I suppose one could call this paragraph a preamble to the vows one takes for membership in the Presbyterian Church in America, and the words themselves remind us of the importance of becoming a member of the Church. The last phrase of the preamble, “with God and His church,” is a significant reminder that we are not becoming a member of some earthly organization like Rotary or the Lion’s Club, but we are joining ourselves to the local expression of the Church Universal (and Eternal). In the words of the Westminster Confession of Faith we are becoming a part of the “kingdom of the Lord Jesus Christ, the house and family of God, out of which there is no ordinary possibility of salvation,” (XXV.ii) and are vowing to God, our submission to Him, His written Word, and His governance. It is not something that we do flippantly (it is a “solemn covenant”), but we seriously enter into covenant with God and His people just as we entered into covenant with God and our spouses when we took vows on our wedding day.

Why is important to officially become a member of a local church? One reason is because we need the security and discipline that are ours because of that membership. There are people there who will have to answer to God concerning their care over our souls, “Obey your leaders and submit to them, for they are keeping watch over your souls, as those who will have to give an account. Let them do this with joy and not with groaning, for that would be of no advantage to you.” (Hebrews 13:17) And, although, I am one of those who will have to “give an account,” I still have others who watch over my soul. There is great comfort in knowing that I am joined with people who are going to point me to Christ, proclaim God’s Word, and encourage me to “press toward the mark of the high calling of God in Christ Jesus.” (Phil. 3:14)

There is also comfort in knowing that if I stray away, I will have those who will call me to repentance, and if I refuse to repent, they will, if necessary, go so far as to excommunicate me. As the Book of Church Order states, this is “to be inflicted only on account of gross crime or heresy and when the offender shows himself incorrigible and contumacious. The design of this censure is to operate on the offender as a means of reclaiming him, to deliver the church from the scandal of his offense, and to inspire all with fear by the example of his discipline.” (BCO 30:5)

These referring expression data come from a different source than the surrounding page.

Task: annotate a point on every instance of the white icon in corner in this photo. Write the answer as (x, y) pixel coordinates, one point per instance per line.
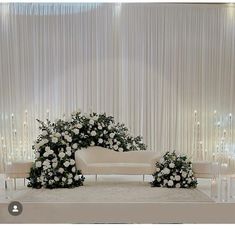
(15, 208)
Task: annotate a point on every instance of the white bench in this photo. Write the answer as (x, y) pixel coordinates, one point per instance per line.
(205, 169)
(17, 169)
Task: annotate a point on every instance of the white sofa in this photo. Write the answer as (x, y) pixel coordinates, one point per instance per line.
(98, 160)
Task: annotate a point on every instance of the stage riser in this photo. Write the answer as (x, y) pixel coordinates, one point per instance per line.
(121, 213)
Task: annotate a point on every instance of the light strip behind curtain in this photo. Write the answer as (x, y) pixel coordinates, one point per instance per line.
(165, 70)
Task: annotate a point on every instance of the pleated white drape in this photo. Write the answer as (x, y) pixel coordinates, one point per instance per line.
(149, 65)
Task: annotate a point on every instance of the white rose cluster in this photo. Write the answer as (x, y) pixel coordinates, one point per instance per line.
(174, 171)
(55, 147)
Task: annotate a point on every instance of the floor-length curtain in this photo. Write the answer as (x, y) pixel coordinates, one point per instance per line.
(166, 70)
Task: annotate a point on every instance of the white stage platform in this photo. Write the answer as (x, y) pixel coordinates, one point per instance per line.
(117, 199)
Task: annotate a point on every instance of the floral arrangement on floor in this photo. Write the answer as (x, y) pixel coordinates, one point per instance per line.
(174, 171)
(54, 165)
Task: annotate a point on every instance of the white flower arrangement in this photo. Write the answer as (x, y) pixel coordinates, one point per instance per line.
(54, 165)
(174, 171)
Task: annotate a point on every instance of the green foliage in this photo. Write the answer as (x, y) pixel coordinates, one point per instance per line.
(55, 147)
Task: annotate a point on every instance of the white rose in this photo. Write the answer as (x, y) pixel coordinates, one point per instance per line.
(38, 164)
(112, 135)
(74, 169)
(56, 179)
(162, 160)
(177, 185)
(68, 148)
(170, 183)
(44, 133)
(54, 139)
(91, 122)
(51, 151)
(93, 133)
(157, 169)
(177, 178)
(61, 154)
(166, 171)
(70, 175)
(79, 126)
(76, 131)
(184, 174)
(69, 153)
(72, 162)
(66, 164)
(46, 154)
(75, 146)
(36, 146)
(47, 148)
(165, 182)
(70, 181)
(115, 147)
(54, 165)
(120, 149)
(57, 135)
(60, 170)
(76, 177)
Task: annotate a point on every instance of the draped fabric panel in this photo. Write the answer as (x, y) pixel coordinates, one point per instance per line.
(166, 70)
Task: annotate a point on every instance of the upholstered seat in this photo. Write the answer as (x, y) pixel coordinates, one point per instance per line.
(205, 169)
(99, 160)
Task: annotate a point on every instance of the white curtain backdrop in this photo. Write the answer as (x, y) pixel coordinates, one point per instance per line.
(166, 70)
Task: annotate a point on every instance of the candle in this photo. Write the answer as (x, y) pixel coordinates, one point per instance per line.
(214, 188)
(213, 157)
(48, 114)
(224, 168)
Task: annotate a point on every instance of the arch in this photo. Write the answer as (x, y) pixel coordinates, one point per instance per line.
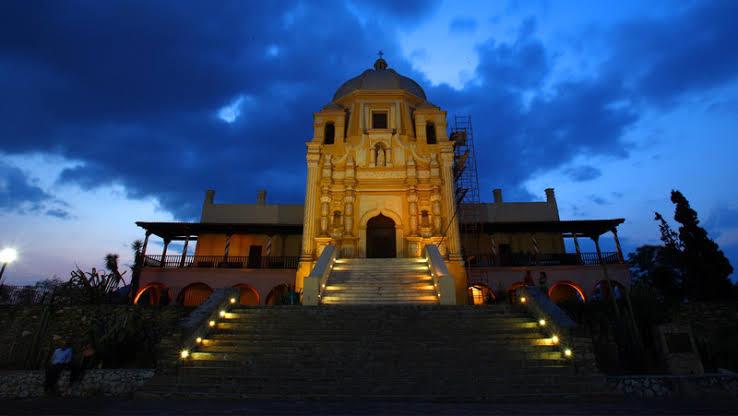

Yes, we need the church in order that we may grow in grace, and we need the church in order that we might flee from sin. It is with God’s people that I worship, hear God’s Word proclaimed, pray, share the sacraments, and grow in the marvelous grace of our Lord Jesus Christ. John Calvin went so far as to call the church our “mother,” and I will close with his description of our need for the Mother Kirk:

 But because it is now our intention to discuss the visible church, let us learn even from the simple title “mother” how useful, indeed how necessary, it is that we should know her. For there is no other way to enter into life unless this mother conceive us in her womb, give us birth, nourish us at her breast, and lastly, unless she keep us under her care and guidance until, putting off mortal flesh, we become like the angels. (Institutes of the Christian Religion, Book IV)


1 Comment

  1. Branson said,

    July 16, 2009 at 5:24 AM

    I’ve seen to many churches run more like the local country club or some sort of theme park than a gathering of the Body of Christ for the purpose doing His work. This was a good reminder that giving up on the church won’t fix the problem. Thanks.